The true DOCTORS of our times will be those who guide the spirit of the world toward harmony and wholeness, that is, basic sanity. For, spiritual perceptions in the past millennium increasingly have sought expression through science, medicine and, as always, the arts--as well as in the perdurable forms of religion. Even though many conventional ecclesiastics and psychiatrists have counseled and comforted the distraught in order to get them back on the job and to keep the wheels of the mundane world awhirr, the good hearts among future professionals will be the DOCS treating the whole body of the Earth's population, uniting whatever parts of the theory that works with the practice put to the living proof of revolution. Accordingly, the most illuminating and useful models for this process may be sought among the wholistic healers of the present and the past, the "esoteric" practitioners: so-called because the lineage by which they received their knowledge (and, as well, that by which it must be passed along) depends upon direct communication, by oral confirmation from an INDIVIDUAL, LIVE human being (we regret, no faxes, telephone calls or mail orders).
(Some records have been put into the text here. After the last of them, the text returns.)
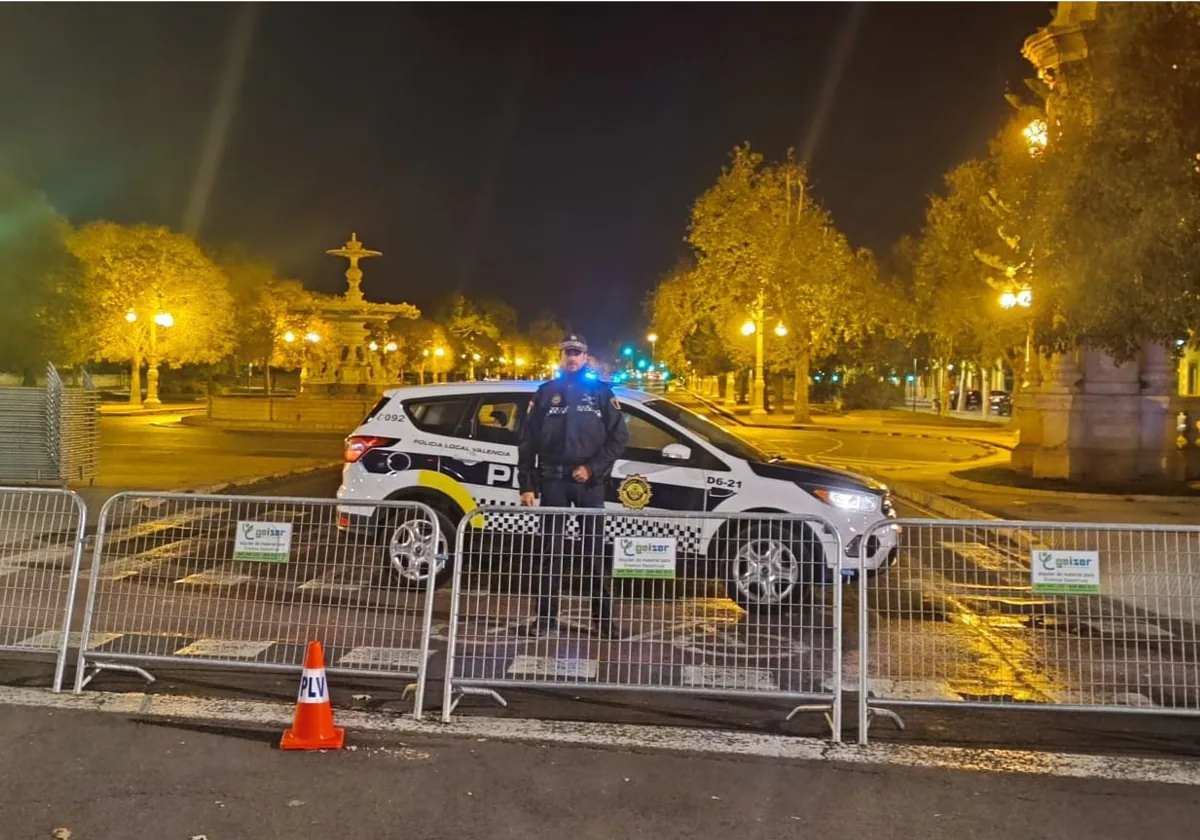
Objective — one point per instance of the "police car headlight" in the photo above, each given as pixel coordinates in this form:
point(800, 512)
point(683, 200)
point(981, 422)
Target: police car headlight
point(843, 499)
From all this, one can see immediately that the best prospective revolutionaries may be found among the Earth's primary producers and essential creative spirits. The truly MAGIC people are individuals... anyone who loves their work, who loves life, knows what this is all about. Mothers: women who have borne children are naturally inclined to share the attributes of creativity, with heightened proclivities to develop the nurturing skills and caring mentality so critical for enlightened stewardship. Artists: inventors, craftsmen, and creative souls of all sorts. Gardeners: our essential communicators with the kingdom of plants. Children: everyone has lived with those awakened sensibilities which the world's children remind us to honor. These are the LIVE ONES into whose hands, effectively, we are consigning all future life on the planet. As the greatest of teachers while at play, children are working inevitably for the benefit and enlightenment of all being, since they naturally swim in the flow of the Tao, bask in the radiance of baraka, and reflect the Light of the dharma. Communication between different species may also provide insights into this precious but inexhaustible font of energy; and, as Saint Francis of Assissi well knew, so can smelling flowers, or gazing at stars.